I’ll be blunt: I have no time to blog this week. Hell, forget this week: I have no time to be writing this. Nevertheless, I’m addicted and need a fix. So please forgive this post’s brevity and scattered-ness. Truly, it’s a miracle I’m here at all.

The NY TimesDining section has a fun article today: what is your recipe deal-breaker? Meaning, what is the one (two…or three) thing you read in a recipe and say, “Nope. Not making this.” The article quotes someone as saying that if a recipe calls for removing your watch and all rings, they won’t make the recipe. One of my favorites was “butterfly 12 4-inch fresh anchovies” – yeah, I wouldn’t make that either. Or “Yield: 18 servings.” The article discusses the practical “deal breakers” as well as the much less rational.

So what are your deal breakers? What will it take for you to completely write off a recipe? Here are a couple of mine:

- Anything that requires an oven hotter than 425 degrees. My tiny NYC kitchen has zero air circulation and I turn into a raving bitch around that amount of heat. In the summer, I don’t go over 375 degrees.

- Anything that requires cheesecloth. This is a completely irrational one. I never have it on hand and I’m never motivated enough to buy it. There are too many other awesome recipes out there that don’t require cheesecloth. Same goes with recipes that require twine.

- Homemade pizza crust. I’ve tried it before and have failed every time. Life’s too short, especially since I have naan now. I’ve chronicled all this here and here.

- Anything requiring yeast. Too fussy. Too complicated. Too close to baking.

- Any recipe that takes multiple days. Not like, “this can be made 2 days in advance.” No, I’m talking those multiple step, week-long recipes. It’s not that I won’t ever try them…I will. But it’ll be when I retire 20 years from now.

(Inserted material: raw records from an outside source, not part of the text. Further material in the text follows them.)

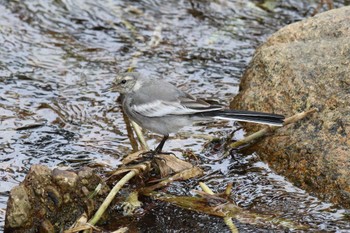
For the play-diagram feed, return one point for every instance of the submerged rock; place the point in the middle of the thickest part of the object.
(48, 201)
(305, 65)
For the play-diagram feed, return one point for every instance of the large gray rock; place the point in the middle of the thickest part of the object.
(48, 200)
(305, 65)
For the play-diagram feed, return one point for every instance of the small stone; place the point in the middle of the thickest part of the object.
(46, 227)
(66, 180)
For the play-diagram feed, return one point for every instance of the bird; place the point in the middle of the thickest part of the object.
(160, 107)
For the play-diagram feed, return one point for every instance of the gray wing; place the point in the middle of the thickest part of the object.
(158, 99)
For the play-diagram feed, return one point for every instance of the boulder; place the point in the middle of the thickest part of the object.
(302, 66)
(48, 200)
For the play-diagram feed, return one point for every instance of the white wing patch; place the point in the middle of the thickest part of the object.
(159, 108)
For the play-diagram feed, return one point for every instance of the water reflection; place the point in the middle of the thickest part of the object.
(56, 56)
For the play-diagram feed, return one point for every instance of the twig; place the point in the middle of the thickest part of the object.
(111, 196)
(269, 129)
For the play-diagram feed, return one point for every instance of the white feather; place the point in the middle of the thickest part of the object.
(243, 120)
(159, 108)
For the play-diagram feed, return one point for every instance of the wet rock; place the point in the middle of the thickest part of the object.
(21, 208)
(46, 227)
(48, 200)
(66, 180)
(305, 65)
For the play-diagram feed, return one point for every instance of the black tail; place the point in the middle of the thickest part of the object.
(247, 116)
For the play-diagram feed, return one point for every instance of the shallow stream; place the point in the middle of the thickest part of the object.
(57, 56)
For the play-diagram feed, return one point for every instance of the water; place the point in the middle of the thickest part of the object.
(57, 56)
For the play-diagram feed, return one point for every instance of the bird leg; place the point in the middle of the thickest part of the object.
(150, 154)
(159, 148)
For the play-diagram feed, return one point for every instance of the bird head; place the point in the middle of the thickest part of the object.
(126, 82)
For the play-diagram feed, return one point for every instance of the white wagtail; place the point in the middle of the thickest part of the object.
(162, 108)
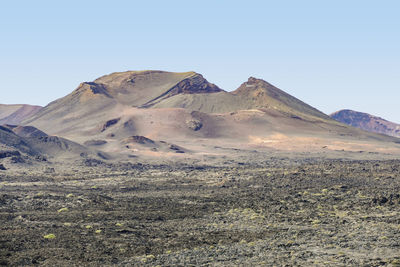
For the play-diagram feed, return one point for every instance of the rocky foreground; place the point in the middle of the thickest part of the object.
(285, 213)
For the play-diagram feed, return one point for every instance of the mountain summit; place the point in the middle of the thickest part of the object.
(174, 111)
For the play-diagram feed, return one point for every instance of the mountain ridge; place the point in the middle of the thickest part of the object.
(367, 122)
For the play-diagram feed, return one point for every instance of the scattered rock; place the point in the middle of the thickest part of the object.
(195, 125)
(95, 142)
(109, 124)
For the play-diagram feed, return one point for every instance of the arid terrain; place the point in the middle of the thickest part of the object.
(154, 168)
(283, 212)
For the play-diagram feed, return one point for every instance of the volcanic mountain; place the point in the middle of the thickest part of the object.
(184, 110)
(26, 144)
(367, 122)
(14, 114)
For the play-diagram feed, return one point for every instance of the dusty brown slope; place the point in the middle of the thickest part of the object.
(186, 110)
(367, 122)
(15, 114)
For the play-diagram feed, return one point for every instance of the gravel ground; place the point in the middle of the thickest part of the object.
(322, 213)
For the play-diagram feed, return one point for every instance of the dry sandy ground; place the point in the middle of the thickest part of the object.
(282, 212)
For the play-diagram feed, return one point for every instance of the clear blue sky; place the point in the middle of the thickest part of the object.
(331, 54)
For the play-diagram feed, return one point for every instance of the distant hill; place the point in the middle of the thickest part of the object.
(184, 113)
(367, 122)
(14, 114)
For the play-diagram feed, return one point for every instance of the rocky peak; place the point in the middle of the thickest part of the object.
(195, 84)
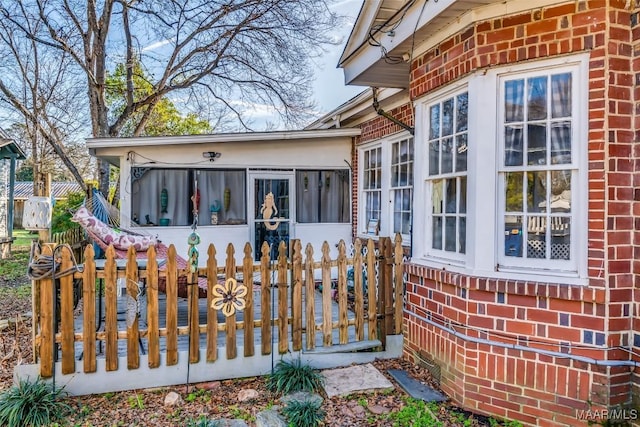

And that just scratches the surface. Feel free to share your own deal breakers and anticipate the moment when I get around to blogging about my new favorite wine, Chinon, and my Sharpen Your Senses class at ICE last night*. ICE is quickly becoming my home-away-from-home and I’m loving it.

Eat, drink, and know what you will or won't do in the kitchen

* Don't know when children's books will make an appearance - I'm immersed in Sense and Sensibility right now.


Anonymous said...

I am working on establishing a list of reliable 30 minute dishes for nights with the preschooler, and I am feeling this post. I don't want to hear about anything that requires a waterbath, indirect heat, big amounts of oil for deep frying (such a nightmare to clean), or anything that involves a food processor unless I'm cooking for someone who really, really deserves it. I am all about the fast meal.

Anonymous said...

i'm embarrassed to admit, but a recipe that requires me to separate eggs is out of the question.

And springform pans.

Unknown said...

Anon, I am SO with you on the springform pans. I own one, actually, and it just sits and sits. But separating eggs? Really? There are so many recipes that call for that!

Amy, I agree on the deep fryer. Back when I lived in the suburbs (aka Land of Beautiful Kitchens) I had my own fryer and it was bliss. But no more. You've seen my kitchen - there is no way I'm doing that kind of messy, hot work in that tiny kitchen.

The chef in my How to Cook class actually mentioned this article in class today and the whole class let loose on what they would and wouldn't do in the kitchen. That's what I love about food and cooking - it's so personal, so emotional.